Le potato shutdown without any reason - journalctl shows sudo shutdown

Hello,

my Le potato is shutting down almost everyday by itself and when I look at journalctl there is always a shutdown command by sudo after a entropy starvation=0 message.

I’m running the last raspbian image (Bookworm) downloaded at the Libre website on the Le Potato and running the raspbian in a Raspberry PI 4. It only happens on the Le Potato. I’ve changed the power supply to a 3A 5 Volts and didn’t change anything. As the shutdown is showing up on the log without more info, I don’t know what is calling it.

In one of the entries it shown a crontab job, but my sudo crontab has nothing there.

Please look at the pictures attached for the log messages.

I don’t have a clue of what is causing it.

It is running for only a month and it is happening almost everyday.


Per the timestamps, this has nothing to do with entropy starvation. You have some software installed that is running shutdown in a cron job. This is not part of the base image.

You were right, it was my script for the shutdown button. It is working well in my 2 Raspberry PIs for years and is unstable on the Libre Board.

Here is the script:
import libregpio as GPIO
import time
import os

set pin GPIOX_4 to be used as an input

pin = GPIO.IN(‘GPIOX_4’)

wait for a rising-edge event. Bias is set to pull-up

value = pin.wait_for_edge(bias=‘pull-up’, edge=‘rising’)

time.sleep(5)
os.system(“sudo shutdown -h now”)

GPIO.cleanup()

The hardware is only a push button to ground. The switch is working well, I’ve tested.
Do I need to add an external pull-up resistor on this?
The libregpio is the correct one to use? I just followed some tutorials from the forum.

I have a Raspberry PI B+ working this way form more than 5 years, never had troubles. Same thing for my Raspberry PI4 that is working for 2 years without shutdown down like the LIbre board.

Thanks for the help

You would write a device tree overlay that binds a GPIO to a gpio-key. You set the emulated key to the power or some other button and then bind that button to shutdown the machine. Using a hacky script is not the right way as is the case with most Raspberry Pi guides in the wild.

A majority of things in the Raspberry Pi ecosystem are done incorrectly. There is hacking and there are proper way of doing things. Functions that belong in kernel should stay in kernel and not be hacked using userspace scripts.

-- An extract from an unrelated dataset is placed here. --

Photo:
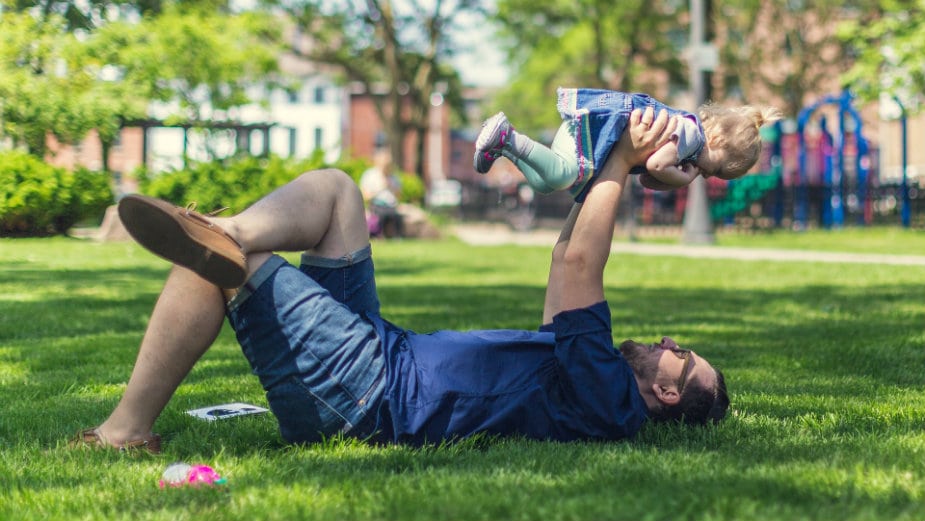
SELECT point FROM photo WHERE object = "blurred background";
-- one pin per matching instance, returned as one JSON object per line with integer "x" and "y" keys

If my script is the wrong way of doing it, why the are a lot of examples here in the forum doing it the way I did?
Also, can you provide an example of the right way of doing it, as all the examples I saw follow they way I did it?
Thanks

Looking at the guide and the overlays is not clear how I should do it.

I’ve looked at the sudo ldto list and there is a bunch of commands that make some sense, but no examples on how to use them.

I think the rpi-sense should be the one I have to use to get the pin going up after I’ve press the button, but not sure how to do it.

The example provided gpioget.py doesn’t deal with the pin going up or down and don’t mention how you set the pull_up or pull_down resistors.

Can you please explain it and provide an example on how to do it “on the right way” ?

Why it has to be so complicated when compared to the PIs?

This is my last try to make it work. If I can’t I will put PI Hole on this board and forget about it.

There’s already an example but you didn’t bother to look. libretech-wiring-tool/libre-computer/aml-s905x-cc/dt/gpio-key-power-7j1-31.dts at master · libre-computer-project/libretech-wiring-tool · GitHub

Additionally, use the search function. How to add a Power Button to Le Potato board - #16 by blamphos

An example hiding on github is a poor excuse for being so insulting to a customer. And this “hub” is, honestly, a piss-poor excuse for documentation. It’s fine for question and answer, if you prefer answering the same questions over and over, but from the above that doesn’t seem to explain it.

I LOVE that you’re working to upstream support for your SBCs, but I can’t imagine why you have a reputation for good documentation. At least not for anyone without an LKM mindset. :-/

This is the first thing you see here. If you cannot be bothered to search for what you are looking for, hire a software consultancy. We are provide free professional level support so if you are not happy, take your business somewhere else.